I’m working on a painting in between portraits, and I have to admit it’s not exactly “new”. I began this painting in January 2008, I think, then put it aside piled things in front of it, thought about it here and there, and finally decided I’d just get back to it.

I’m just learning acrylic painting with the gift from two different people of someone’s old stores of tubes of paint, brushes, canvases and other materials, and I decided that was about as clear a sign as I could get that I should start painting. And, just as I did years ago when I began drawing, my subject is inevitably one of my cats, the subject with which I’m most familiar and comfortable and I can therefore focus on the medium. This is pretty large, 18″ x 24″, and I keep forgetting that acrylic paint dries pretty quickly and I have to be orderly about how I work this so I don’t end up with paint caked on it in areas that I didn’t get back to before they dried.

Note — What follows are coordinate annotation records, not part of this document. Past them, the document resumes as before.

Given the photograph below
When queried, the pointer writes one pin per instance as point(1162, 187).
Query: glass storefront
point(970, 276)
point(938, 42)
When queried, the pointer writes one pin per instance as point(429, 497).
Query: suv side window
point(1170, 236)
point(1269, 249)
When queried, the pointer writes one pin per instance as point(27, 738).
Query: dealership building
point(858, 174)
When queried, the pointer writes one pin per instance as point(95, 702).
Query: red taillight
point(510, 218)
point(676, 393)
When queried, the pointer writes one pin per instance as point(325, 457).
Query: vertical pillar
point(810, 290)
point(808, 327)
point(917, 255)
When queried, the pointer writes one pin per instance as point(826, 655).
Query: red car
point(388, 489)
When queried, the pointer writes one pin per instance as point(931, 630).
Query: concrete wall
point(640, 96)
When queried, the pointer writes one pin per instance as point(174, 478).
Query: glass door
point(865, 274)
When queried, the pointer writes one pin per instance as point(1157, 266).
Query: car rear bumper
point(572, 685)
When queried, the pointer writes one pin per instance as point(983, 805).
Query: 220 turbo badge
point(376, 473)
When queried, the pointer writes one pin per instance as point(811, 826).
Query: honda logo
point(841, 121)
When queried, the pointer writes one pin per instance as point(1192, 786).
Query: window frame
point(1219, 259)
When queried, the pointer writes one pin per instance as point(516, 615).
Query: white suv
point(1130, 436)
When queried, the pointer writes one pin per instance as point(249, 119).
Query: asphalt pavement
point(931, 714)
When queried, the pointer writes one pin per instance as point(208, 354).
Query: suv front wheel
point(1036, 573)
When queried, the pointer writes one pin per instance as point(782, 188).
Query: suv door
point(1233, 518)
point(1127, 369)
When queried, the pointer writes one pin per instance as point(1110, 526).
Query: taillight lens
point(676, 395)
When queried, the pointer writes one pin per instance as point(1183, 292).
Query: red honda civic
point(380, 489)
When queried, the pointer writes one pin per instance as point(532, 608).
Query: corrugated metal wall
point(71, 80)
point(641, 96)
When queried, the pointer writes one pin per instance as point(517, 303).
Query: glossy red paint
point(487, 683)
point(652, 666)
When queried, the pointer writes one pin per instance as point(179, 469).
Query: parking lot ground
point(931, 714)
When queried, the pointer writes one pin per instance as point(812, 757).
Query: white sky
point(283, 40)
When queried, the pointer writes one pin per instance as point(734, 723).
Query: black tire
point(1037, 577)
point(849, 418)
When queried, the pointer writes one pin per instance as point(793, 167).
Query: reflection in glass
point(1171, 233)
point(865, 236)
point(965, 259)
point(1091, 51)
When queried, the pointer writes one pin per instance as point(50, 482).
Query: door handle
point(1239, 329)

It’s Namir looking out the dining room window where my window boxes hold flowers for most of the year, beginning with bulbs in pots in March and ending with chrysanthemums that sometimes have snow on them. I decorate with greens trimmed from my spruces through the winter to shelter the pots of bulbs that will sprout again in spring.

In summer, when the years-old pink geraniums I’ve saved year after year are again blooming with whatever else I’ve added to them, the color is astonishing, and because the flowers attract bees and hummingbirds and butterflies, there is usually at least one cat at the window wishing the glass or the screen wasn’t there.

I’ve got the basis down, but I need to get the reflection in the window so it doesn’t look like a big black hole in the middle of the painting, and I think I need a little more detail on the shutter on the right so it doesn’t just look like I painted the right side of the canvas brown just because. Because the screen is in the window, the lace curtain, which is actually antique white, looks creamy or tan, and I’ll probably change that. After I get the curtain decided, I can finish up Namir so he looks less like a grey coyote, though he does have big ears and a prominent nose.

I’ll post the next proof in a few days.